Last Updated on January 20, 2017
Soap fans are tired of mindless reality and game shows. That’s the message a group called Save Our Soaps is trying to send to CBS, the longtime daytime ratings leader, which in the past two years has announced the cancellations of daytime’s two oldest soaps.
Save Our Soaps is gathering outside CBS’s New York facility on West 57th Street to rally for their shows this Friday.
“They can cancel [the soaps] but there are consequences for doing so. We just aren’t going to take our longtime family leaving us without a fight,” group administrator Sue O’Konis says.
GL, which made its debut in radio in 1937 and on television in 1952, went dark in September of last year after a total of 72 years, making it the longest-running program in broadcasting history.
ATWT, which is currently television’s oldest soap opera, premiered in 1956 and is scheduled to sign off for the last time this September after 54 years.
At the time of its cancellation, Guiding Light was at the bottom of the ratings. As The World Turns has likewise struggled to maintain its audience over the years.
O’Konis says the ratings just aren’t painting a clear picture of what’s really going on.
“The ratings do not include other countries where Guiding Light and As the World Turns air. The Nielsens also don’t take into account the fact that most families have two incomes coming in, and because of this, people don’t watch the shows when they air. The internet replays the episodes for those who work. There is also the fact that most people have DVRs in their homes and can watch these shows at a time that is convenient to them. Unless they get a different ratings system the true audience of daytime soaps won’t be completely counted.”
It’s true that the ratings measured in the United States do not include ratings in other countries. But then, why should they? If you’re an American broadcaster who’s trying to profit from a show through the sale of ads that will air in America on behalf of American sponsors, it doesn’t matter that a foreign country’s broadcast network is doing well with the same show if you’re not getting a piece of that pie.
As for the DVR issue, ratings are beginning to take those into account. The trouble is that advertisers don’t care for DVRs for the same reason they’ve never been fans of VCRs: it’s too easy to fast forward right through their messages. And if you’re an advertiser, why are you going to get excited at the notion that a percentage of the loyal viewers watching the show you’re paying money to advertise in are speeding through your commercial messages without hearing them, you’re not going to be all that happy with the notion of paying up.

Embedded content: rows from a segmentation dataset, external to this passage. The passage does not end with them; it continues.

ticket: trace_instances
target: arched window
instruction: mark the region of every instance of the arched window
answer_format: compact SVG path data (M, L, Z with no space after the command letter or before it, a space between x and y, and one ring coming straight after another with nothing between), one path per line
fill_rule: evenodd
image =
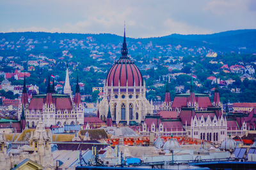
M215 132L213 133L213 141L215 141Z
M129 119L132 120L132 104L129 104Z
M212 133L210 132L210 141L212 141Z
M103 121L106 121L106 116L105 115L103 116Z
M121 105L121 120L125 120L125 104L122 103Z
M116 120L116 103L114 104L114 120Z

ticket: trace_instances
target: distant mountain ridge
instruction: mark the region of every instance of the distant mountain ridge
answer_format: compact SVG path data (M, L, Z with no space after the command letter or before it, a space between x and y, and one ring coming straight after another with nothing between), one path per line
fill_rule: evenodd
M112 34L77 34L77 33L50 33L44 32L24 32L0 33L0 38L9 41L17 40L21 36L26 38L42 38L51 36L51 39L63 38L81 39L86 36L93 36L97 41L102 43L119 43L122 42L122 36ZM147 38L127 38L128 43L149 43L159 45L178 45L182 46L205 46L215 51L221 52L256 53L256 29L241 29L228 31L211 34L173 34L171 35Z

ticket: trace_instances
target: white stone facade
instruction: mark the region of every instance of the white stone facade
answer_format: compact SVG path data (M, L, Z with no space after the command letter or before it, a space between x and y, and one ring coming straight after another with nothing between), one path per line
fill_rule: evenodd
M152 104L147 100L145 92L145 82L143 86L105 85L103 99L97 106L100 118L106 120L109 103L111 118L116 124L129 124L131 121L141 122L146 115L153 113Z

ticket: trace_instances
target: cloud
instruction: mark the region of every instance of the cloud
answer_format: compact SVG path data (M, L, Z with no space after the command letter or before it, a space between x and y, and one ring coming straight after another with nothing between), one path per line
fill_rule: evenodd
M253 0L18 0L0 6L0 32L123 34L205 34L255 28ZM45 9L47 9L47 10Z

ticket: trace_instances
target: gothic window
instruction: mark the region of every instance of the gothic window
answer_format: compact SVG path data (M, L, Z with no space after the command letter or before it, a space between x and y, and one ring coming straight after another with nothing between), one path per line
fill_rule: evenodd
M132 104L129 105L129 119L132 120Z
M105 115L103 116L103 121L106 121L106 116Z
M116 120L116 103L114 104L114 120Z
M125 120L125 104L122 103L121 105L121 120Z
M215 132L213 133L213 141L215 141Z

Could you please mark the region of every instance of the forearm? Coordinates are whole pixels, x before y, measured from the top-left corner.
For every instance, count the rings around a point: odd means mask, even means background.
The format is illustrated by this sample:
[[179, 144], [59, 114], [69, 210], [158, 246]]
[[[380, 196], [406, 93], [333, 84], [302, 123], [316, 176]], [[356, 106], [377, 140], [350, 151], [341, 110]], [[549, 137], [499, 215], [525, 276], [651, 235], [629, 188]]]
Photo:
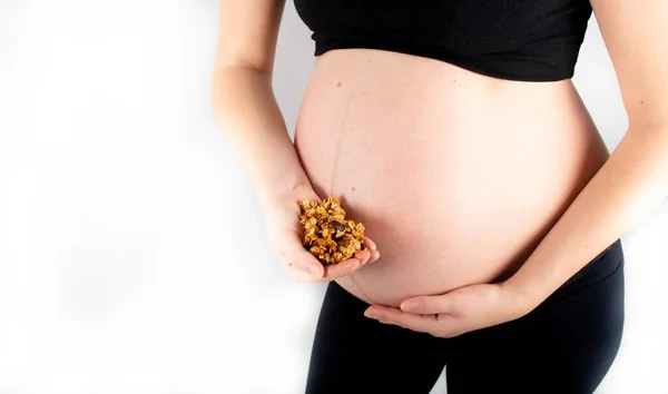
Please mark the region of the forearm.
[[310, 185], [269, 75], [243, 66], [220, 68], [213, 77], [212, 107], [224, 138], [261, 198]]
[[667, 195], [668, 130], [629, 130], [503, 286], [531, 309], [642, 220]]

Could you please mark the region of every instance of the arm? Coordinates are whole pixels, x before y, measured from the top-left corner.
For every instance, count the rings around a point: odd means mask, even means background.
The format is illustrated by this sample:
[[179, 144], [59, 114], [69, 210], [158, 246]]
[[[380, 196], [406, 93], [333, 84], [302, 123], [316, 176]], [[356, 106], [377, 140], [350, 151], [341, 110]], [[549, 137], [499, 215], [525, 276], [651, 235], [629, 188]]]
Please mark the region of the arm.
[[668, 195], [666, 0], [591, 0], [629, 117], [615, 151], [503, 286], [532, 309]]
[[302, 168], [272, 88], [285, 0], [222, 0], [212, 108], [226, 141], [258, 196], [311, 183]]
[[668, 195], [668, 16], [666, 0], [591, 0], [621, 89], [629, 129], [606, 164], [522, 267], [500, 284], [415, 296], [365, 315], [439, 337], [519, 318]]
[[213, 71], [212, 109], [223, 136], [250, 176], [273, 248], [295, 282], [328, 282], [380, 253], [369, 237], [362, 250], [333, 266], [302, 245], [298, 201], [313, 190], [272, 88], [278, 26], [285, 0], [222, 0]]

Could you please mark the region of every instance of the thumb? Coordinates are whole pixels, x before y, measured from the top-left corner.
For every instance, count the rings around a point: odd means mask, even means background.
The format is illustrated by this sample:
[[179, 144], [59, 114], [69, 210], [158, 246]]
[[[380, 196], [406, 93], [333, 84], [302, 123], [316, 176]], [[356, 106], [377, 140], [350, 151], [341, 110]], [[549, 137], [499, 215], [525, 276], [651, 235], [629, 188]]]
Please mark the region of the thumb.
[[297, 269], [321, 278], [324, 274], [322, 264], [317, 258], [315, 258], [315, 256], [311, 254], [311, 252], [304, 248], [302, 245], [302, 238], [297, 232], [289, 230], [289, 233], [291, 236], [285, 246], [287, 248], [291, 263], [293, 263]]

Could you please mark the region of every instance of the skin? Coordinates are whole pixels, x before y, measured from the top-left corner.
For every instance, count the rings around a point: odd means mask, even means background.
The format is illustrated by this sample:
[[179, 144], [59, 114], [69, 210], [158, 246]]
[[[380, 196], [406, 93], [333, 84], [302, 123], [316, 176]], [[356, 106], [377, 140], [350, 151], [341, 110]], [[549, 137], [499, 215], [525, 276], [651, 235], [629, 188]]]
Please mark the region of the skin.
[[390, 306], [512, 274], [608, 158], [568, 80], [372, 49], [317, 58], [295, 146], [383, 253], [337, 283]]
[[291, 204], [341, 197], [382, 258], [299, 280], [337, 280], [382, 323], [450, 337], [518, 318], [668, 195], [662, 0], [592, 1], [629, 116], [612, 155], [570, 80], [372, 49], [318, 57], [293, 146], [271, 90], [283, 2], [222, 6], [213, 106], [282, 262], [313, 263]]

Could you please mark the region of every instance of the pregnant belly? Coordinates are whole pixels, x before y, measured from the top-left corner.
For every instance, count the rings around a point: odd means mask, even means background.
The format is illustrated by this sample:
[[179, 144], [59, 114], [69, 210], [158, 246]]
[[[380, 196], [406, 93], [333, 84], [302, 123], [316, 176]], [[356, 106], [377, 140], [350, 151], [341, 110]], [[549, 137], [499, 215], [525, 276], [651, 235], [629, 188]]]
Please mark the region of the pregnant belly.
[[337, 283], [393, 306], [511, 275], [609, 156], [570, 81], [371, 49], [318, 57], [295, 147], [381, 252]]

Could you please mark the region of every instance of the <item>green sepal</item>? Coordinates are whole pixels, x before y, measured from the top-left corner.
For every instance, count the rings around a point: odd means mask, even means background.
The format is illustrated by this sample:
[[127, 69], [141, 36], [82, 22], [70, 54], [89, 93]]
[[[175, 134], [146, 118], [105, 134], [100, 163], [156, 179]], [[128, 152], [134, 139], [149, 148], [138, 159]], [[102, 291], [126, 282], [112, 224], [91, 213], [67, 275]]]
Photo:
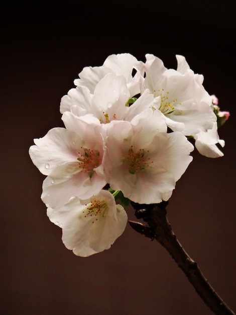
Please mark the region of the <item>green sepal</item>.
[[[117, 192], [117, 190], [113, 190], [111, 188], [109, 188], [107, 190], [114, 195], [115, 201], [119, 200], [120, 201], [124, 208], [129, 205], [130, 203], [130, 199], [124, 197], [123, 193], [121, 190], [119, 192]], [[114, 193], [115, 193], [114, 194]]]

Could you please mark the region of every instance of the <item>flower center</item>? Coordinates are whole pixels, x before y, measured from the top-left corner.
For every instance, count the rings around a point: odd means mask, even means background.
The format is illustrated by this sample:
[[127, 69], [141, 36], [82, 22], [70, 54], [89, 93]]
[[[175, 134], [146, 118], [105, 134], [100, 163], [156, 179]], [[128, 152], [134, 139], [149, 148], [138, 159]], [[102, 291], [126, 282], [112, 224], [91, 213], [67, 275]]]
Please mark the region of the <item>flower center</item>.
[[79, 152], [78, 153], [79, 157], [79, 168], [81, 169], [81, 172], [88, 173], [91, 178], [94, 173], [94, 169], [97, 168], [100, 163], [100, 153], [97, 150], [91, 150], [87, 148], [81, 147], [84, 153]]
[[153, 163], [153, 161], [147, 157], [149, 153], [148, 150], [145, 152], [144, 149], [140, 149], [137, 152], [134, 152], [133, 146], [131, 145], [127, 158], [123, 160], [123, 162], [128, 165], [129, 172], [131, 174], [134, 174], [138, 171], [144, 170]]
[[[154, 90], [154, 93], [156, 93], [156, 90]], [[177, 104], [177, 99], [170, 100], [169, 98], [169, 92], [165, 92], [164, 89], [157, 90], [156, 97], [157, 97], [158, 96], [160, 96], [161, 100], [161, 105], [159, 108], [159, 110], [164, 115], [172, 113], [174, 111], [175, 107]], [[179, 103], [179, 104], [181, 105], [181, 103]]]
[[108, 206], [105, 201], [101, 201], [94, 199], [89, 203], [85, 205], [86, 208], [83, 213], [84, 214], [84, 217], [91, 217], [93, 216], [92, 223], [94, 223], [95, 221], [100, 217], [103, 217], [105, 215], [105, 212], [108, 209]]
[[[101, 123], [101, 124], [102, 123], [108, 124], [108, 123], [110, 122], [111, 119], [109, 117], [109, 114], [108, 114], [108, 113], [105, 113], [105, 112], [103, 111], [102, 112], [102, 115], [104, 116], [104, 118], [102, 117], [102, 118], [99, 119], [100, 122]], [[111, 120], [115, 120], [116, 119], [116, 114], [115, 113], [113, 114], [113, 116], [111, 118]]]

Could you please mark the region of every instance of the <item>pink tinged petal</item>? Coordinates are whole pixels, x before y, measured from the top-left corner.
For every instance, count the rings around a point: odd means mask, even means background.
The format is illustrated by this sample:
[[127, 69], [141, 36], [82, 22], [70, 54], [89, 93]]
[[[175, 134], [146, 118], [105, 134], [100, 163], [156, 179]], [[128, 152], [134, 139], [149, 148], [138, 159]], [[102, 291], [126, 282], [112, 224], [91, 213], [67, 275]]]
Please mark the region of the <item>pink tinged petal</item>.
[[[132, 127], [136, 136], [132, 144], [143, 148], [147, 147], [158, 132], [167, 132], [165, 117], [159, 110], [153, 111], [151, 108], [143, 111], [132, 121]], [[140, 136], [138, 136], [139, 134]], [[138, 143], [137, 143], [138, 142]]]
[[[145, 129], [143, 123], [144, 119], [141, 130], [138, 130], [137, 124], [132, 125], [132, 130], [127, 123], [129, 136], [124, 130], [121, 136], [122, 126], [118, 122], [110, 126], [104, 162], [107, 181], [112, 189], [122, 190], [125, 197], [135, 202], [158, 203], [171, 195], [175, 182], [192, 160], [189, 153], [194, 148], [186, 137], [177, 132], [151, 133], [151, 140], [148, 139], [143, 146], [149, 130], [148, 124]], [[150, 193], [144, 193], [147, 190]]]
[[90, 177], [74, 162], [51, 172], [43, 182], [41, 199], [48, 206], [59, 209], [72, 197], [85, 199], [96, 195], [106, 184], [104, 176], [94, 172]]
[[66, 247], [87, 257], [110, 248], [124, 232], [128, 217], [113, 196], [101, 191], [90, 200], [74, 198], [58, 210], [47, 210], [50, 220], [62, 228]]
[[55, 168], [78, 157], [78, 147], [82, 144], [80, 137], [64, 128], [50, 130], [43, 138], [35, 139], [36, 145], [29, 149], [35, 165], [45, 175], [49, 175]]
[[73, 106], [76, 106], [83, 109], [87, 112], [91, 111], [92, 95], [89, 90], [85, 87], [77, 87], [75, 89], [71, 89], [67, 95], [64, 95], [61, 100], [60, 111], [63, 114], [66, 111], [70, 111]]

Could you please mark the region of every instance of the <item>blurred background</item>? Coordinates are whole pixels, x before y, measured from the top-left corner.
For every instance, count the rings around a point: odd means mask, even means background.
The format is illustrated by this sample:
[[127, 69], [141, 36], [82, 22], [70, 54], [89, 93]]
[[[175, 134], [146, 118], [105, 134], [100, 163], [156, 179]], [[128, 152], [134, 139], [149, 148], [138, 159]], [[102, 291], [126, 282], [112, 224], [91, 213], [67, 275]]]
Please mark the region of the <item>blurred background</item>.
[[[176, 68], [185, 56], [231, 116], [224, 156], [192, 154], [168, 217], [185, 250], [236, 310], [235, 2], [25, 1], [1, 10], [1, 315], [210, 315], [171, 257], [128, 225], [110, 249], [66, 249], [40, 199], [44, 176], [28, 149], [63, 126], [61, 98], [86, 66], [147, 53]], [[130, 219], [134, 212], [130, 209]]]

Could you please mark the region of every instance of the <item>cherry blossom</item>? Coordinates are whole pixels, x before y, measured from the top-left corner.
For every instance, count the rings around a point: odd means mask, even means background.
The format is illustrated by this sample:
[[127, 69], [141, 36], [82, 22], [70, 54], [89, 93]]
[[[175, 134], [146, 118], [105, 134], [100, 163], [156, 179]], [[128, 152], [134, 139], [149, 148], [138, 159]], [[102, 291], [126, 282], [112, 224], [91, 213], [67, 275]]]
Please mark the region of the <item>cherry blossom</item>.
[[33, 162], [47, 175], [41, 198], [58, 209], [72, 197], [85, 199], [106, 184], [103, 175], [103, 139], [98, 120], [92, 116], [63, 117], [69, 129], [54, 128], [30, 148]]
[[108, 73], [97, 83], [93, 95], [84, 87], [71, 89], [62, 98], [60, 110], [78, 116], [92, 114], [106, 124], [114, 120], [128, 120], [153, 106], [154, 97], [148, 89], [129, 106], [131, 98], [125, 76]]
[[74, 197], [62, 208], [49, 207], [50, 220], [62, 229], [62, 241], [76, 255], [85, 257], [110, 248], [124, 232], [127, 214], [112, 195], [101, 190], [87, 200]]
[[131, 122], [106, 125], [106, 181], [139, 203], [167, 200], [192, 160], [192, 145], [180, 132], [166, 132], [159, 111], [146, 110]]
[[93, 94], [97, 84], [107, 73], [122, 75], [126, 78], [131, 95], [134, 96], [140, 93], [143, 68], [144, 63], [130, 53], [112, 54], [107, 57], [102, 66], [85, 67], [74, 83], [77, 86], [86, 87]]
[[168, 127], [185, 135], [212, 128], [216, 117], [211, 108], [212, 99], [202, 86], [203, 76], [194, 74], [182, 56], [176, 56], [177, 70], [167, 69], [153, 55], [146, 56], [144, 89], [159, 99], [157, 109]]

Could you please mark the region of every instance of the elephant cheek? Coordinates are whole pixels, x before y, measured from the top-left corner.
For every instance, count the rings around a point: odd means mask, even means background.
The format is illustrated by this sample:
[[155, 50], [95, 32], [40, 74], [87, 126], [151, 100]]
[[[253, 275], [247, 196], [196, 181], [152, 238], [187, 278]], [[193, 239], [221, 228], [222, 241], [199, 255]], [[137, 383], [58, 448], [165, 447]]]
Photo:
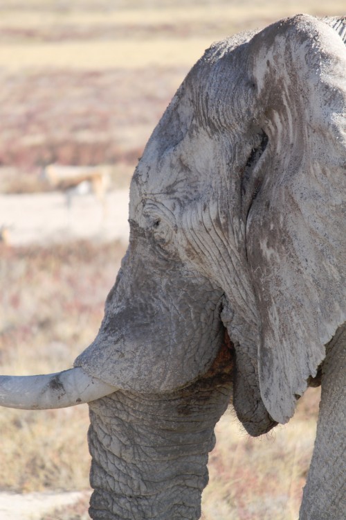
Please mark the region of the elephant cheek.
[[230, 400], [231, 372], [224, 345], [208, 372], [183, 390], [119, 391], [89, 404], [92, 519], [200, 517], [208, 453]]

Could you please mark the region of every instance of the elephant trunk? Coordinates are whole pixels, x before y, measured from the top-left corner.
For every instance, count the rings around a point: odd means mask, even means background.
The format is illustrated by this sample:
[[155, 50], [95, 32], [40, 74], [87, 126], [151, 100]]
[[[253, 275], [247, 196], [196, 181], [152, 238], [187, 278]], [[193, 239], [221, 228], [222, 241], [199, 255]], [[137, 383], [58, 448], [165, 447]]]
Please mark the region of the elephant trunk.
[[300, 520], [345, 520], [346, 326], [327, 345], [317, 435]]
[[232, 390], [230, 356], [224, 345], [207, 374], [181, 390], [118, 391], [89, 404], [92, 519], [200, 517], [214, 427]]

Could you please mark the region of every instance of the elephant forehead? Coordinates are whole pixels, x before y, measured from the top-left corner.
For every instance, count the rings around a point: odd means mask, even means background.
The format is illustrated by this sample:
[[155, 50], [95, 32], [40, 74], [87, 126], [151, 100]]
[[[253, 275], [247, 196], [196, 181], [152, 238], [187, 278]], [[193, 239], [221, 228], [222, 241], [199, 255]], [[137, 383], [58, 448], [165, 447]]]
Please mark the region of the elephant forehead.
[[217, 148], [217, 143], [201, 129], [197, 135], [187, 135], [160, 159], [143, 156], [131, 184], [130, 219], [140, 224], [148, 205], [177, 218], [189, 202], [209, 190]]

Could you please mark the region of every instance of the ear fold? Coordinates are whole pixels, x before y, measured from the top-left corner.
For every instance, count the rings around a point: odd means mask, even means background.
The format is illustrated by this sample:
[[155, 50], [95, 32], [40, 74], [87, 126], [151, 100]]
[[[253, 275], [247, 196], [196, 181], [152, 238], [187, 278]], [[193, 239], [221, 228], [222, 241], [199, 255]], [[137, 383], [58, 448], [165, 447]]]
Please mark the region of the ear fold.
[[346, 320], [346, 50], [305, 15], [248, 45], [255, 118], [268, 143], [246, 248], [262, 321], [261, 395], [284, 423]]

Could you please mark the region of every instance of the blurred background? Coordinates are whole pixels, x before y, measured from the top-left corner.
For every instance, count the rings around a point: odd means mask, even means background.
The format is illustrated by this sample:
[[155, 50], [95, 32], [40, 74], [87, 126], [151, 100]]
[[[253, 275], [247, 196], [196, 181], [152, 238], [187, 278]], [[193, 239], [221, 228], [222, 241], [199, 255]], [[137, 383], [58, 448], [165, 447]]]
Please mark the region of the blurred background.
[[[1, 373], [67, 368], [93, 339], [126, 249], [134, 168], [204, 50], [286, 16], [343, 8], [338, 0], [0, 0]], [[296, 520], [318, 400], [309, 390], [288, 425], [257, 440], [232, 412], [222, 418], [206, 520]], [[88, 518], [87, 427], [86, 406], [0, 410], [1, 520]], [[81, 493], [52, 511], [47, 492], [67, 490]], [[9, 492], [34, 501], [34, 491], [46, 494], [35, 507], [21, 510], [17, 495], [6, 505]]]

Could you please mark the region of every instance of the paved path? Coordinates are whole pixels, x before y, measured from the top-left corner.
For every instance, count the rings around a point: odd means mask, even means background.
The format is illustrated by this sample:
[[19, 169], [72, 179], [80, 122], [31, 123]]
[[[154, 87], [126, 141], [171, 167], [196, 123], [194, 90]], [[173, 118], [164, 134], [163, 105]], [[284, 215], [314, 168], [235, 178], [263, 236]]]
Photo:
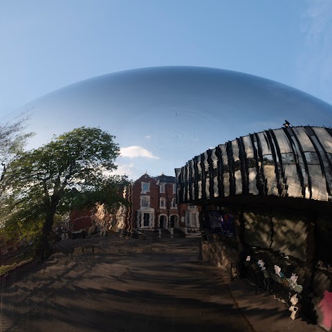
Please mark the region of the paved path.
[[322, 331], [198, 261], [199, 241], [64, 241], [66, 254], [2, 290], [0, 332]]

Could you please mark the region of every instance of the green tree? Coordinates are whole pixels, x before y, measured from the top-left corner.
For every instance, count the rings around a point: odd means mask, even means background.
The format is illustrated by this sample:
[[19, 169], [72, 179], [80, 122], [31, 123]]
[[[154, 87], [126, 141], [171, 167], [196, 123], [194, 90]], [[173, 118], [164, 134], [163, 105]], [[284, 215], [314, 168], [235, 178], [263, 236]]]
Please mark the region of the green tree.
[[20, 114], [17, 118], [11, 122], [0, 124], [0, 196], [2, 190], [6, 187], [6, 167], [24, 149], [29, 138], [33, 133], [24, 133], [29, 116], [24, 117]]
[[97, 203], [108, 208], [126, 203], [121, 195], [126, 178], [111, 174], [120, 154], [114, 138], [98, 128], [77, 128], [22, 153], [8, 166], [2, 221], [12, 234], [19, 228], [25, 236], [38, 234], [42, 259], [56, 216]]

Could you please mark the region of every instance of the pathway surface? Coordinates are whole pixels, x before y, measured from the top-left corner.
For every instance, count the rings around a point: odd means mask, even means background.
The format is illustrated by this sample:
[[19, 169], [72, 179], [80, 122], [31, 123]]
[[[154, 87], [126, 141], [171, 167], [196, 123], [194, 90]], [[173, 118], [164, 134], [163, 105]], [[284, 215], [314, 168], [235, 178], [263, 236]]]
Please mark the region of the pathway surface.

That’s not to say that the Nielsen system is perfect: it’s far from it. But until every household with a television set in this country is willing to allow Nielsen to not only attract what’s being watched at every moment — and by whom within that household, including gender and age, we’re never going to have a system that reflects positively what’s truly drawing an audience.
And with so many privacy concerns these days, that kind of permission seems unlikely.
The other reality at work here is the relative cost of producing a soap opera versus a game show. Soaps cost more to produce because of larger writing teams and larger numbers of contract actors. When a network is given the opportunity, in this economy, to produce a game show that might do as well in the ratings as a dwindling soap for a fraction of the cost, it becomes an increasingly attractive idea.
Unless you’re a fan of the show.
CBS tried to retool Guiding Light with a new production model that used small handheld cameras on indoor and outdoor locations rather than expensive all-studio setups, but the shaky quality of that look ran off many fans. It’s ironic that an idea designed to cut costs and save the show actually helped hasten its demise.
“Unfortunately I think some fans desert the show because of the new production. The production was much better toward the end of the show. They would have noticed the difference if they had stuck around a while longer,” O’Konis said.
Still, O’Konis maintains that soap fans are the most devoted of all, and encourages anyone who wants to send a message to put on something red and join the Save Our Soaps group at 2pm outside CBS in New York.
Though at this point, it seems too late for As the World Turns, and certainly for Guiding Light, if enough people get pumped up enough to keep watching their favorite soaps, it could at least keep them on the air that much longer.